What type of retirement plan does AppLovin offer to its employees?
AppLovin offers a 401(k) retirement savings plan to help employees save for their future.
Does AppLovin match employee contributions to the 401(k) plan?
Yes, AppLovin provides a matching contribution to employee 401(k) accounts, enhancing their retirement savings.
What is the eligibility requirement to participate in AppLovin's 401(k) plan?
Employees at AppLovin are eligible to participate in the 401(k) plan after completing a specified period of employment, typically within the first year.
Can employees at AppLovin choose how to invest their 401(k) contributions?
Yes, AppLovin allows employees to choose from a variety of investment options within the 401(k) plan to align with their financial goals.
What is the maximum contribution limit for AppLovin's 401(k) plan?
Employees can contribute up to the IRS limit for 401(k) contributions, which is adjusted annually; AppLovin provides guidance on these limits.
Is there a vesting schedule for the employer match at AppLovin?
Yes, AppLovin has a vesting schedule for employer contributions, meaning employees must work for a certain period before they fully own the matched funds.
How often can employees at AppLovin change their 401(k) contribution amounts?
Employees at AppLovin can change their contribution amounts at designated times throughout the year, typically during open enrollment periods.
Does AppLovin offer any financial education resources regarding the 401(k) plan?

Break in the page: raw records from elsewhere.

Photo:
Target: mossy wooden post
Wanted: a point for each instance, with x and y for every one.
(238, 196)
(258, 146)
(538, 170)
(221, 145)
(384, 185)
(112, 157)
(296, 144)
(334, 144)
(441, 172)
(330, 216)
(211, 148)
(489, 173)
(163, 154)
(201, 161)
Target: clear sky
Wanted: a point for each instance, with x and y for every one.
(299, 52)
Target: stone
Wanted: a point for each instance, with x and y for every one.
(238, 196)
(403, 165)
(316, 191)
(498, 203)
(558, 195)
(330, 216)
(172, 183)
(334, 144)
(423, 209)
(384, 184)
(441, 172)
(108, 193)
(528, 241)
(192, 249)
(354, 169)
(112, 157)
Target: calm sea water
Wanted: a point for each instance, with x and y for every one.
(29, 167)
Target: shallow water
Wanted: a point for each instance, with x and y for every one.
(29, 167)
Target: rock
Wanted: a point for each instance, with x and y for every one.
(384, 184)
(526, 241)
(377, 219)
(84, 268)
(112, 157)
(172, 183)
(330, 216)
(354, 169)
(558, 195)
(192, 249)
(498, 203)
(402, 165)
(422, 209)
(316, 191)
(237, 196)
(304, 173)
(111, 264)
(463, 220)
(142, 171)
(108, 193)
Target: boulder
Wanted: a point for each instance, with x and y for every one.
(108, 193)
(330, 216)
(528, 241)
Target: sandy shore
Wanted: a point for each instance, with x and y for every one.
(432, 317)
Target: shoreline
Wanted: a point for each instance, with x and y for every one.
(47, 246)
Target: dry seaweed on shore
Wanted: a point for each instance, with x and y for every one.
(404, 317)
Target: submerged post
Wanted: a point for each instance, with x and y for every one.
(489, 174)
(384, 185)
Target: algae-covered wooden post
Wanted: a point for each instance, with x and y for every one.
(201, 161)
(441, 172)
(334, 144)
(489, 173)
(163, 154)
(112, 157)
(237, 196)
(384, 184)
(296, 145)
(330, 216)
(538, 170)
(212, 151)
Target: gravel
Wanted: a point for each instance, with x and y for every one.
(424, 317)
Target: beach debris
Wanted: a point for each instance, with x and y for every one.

Yes, AppLovin provides access to financial education resources and tools to help employees make informed decisions about their 401(k) investments.
Can AppLovin employees take loans against their 401(k) savings?
Yes, AppLovin allows employees to take loans against their 401(k) savings, subject to specific terms and conditions outlined in the plan.
What happens to my 401(k) savings if I leave AppLovin?
If you leave AppLovin, you can roll over your 401(k) savings to another retirement account, withdraw the funds, or leave the savings in the AppLovin plan, depending on the plan's rules.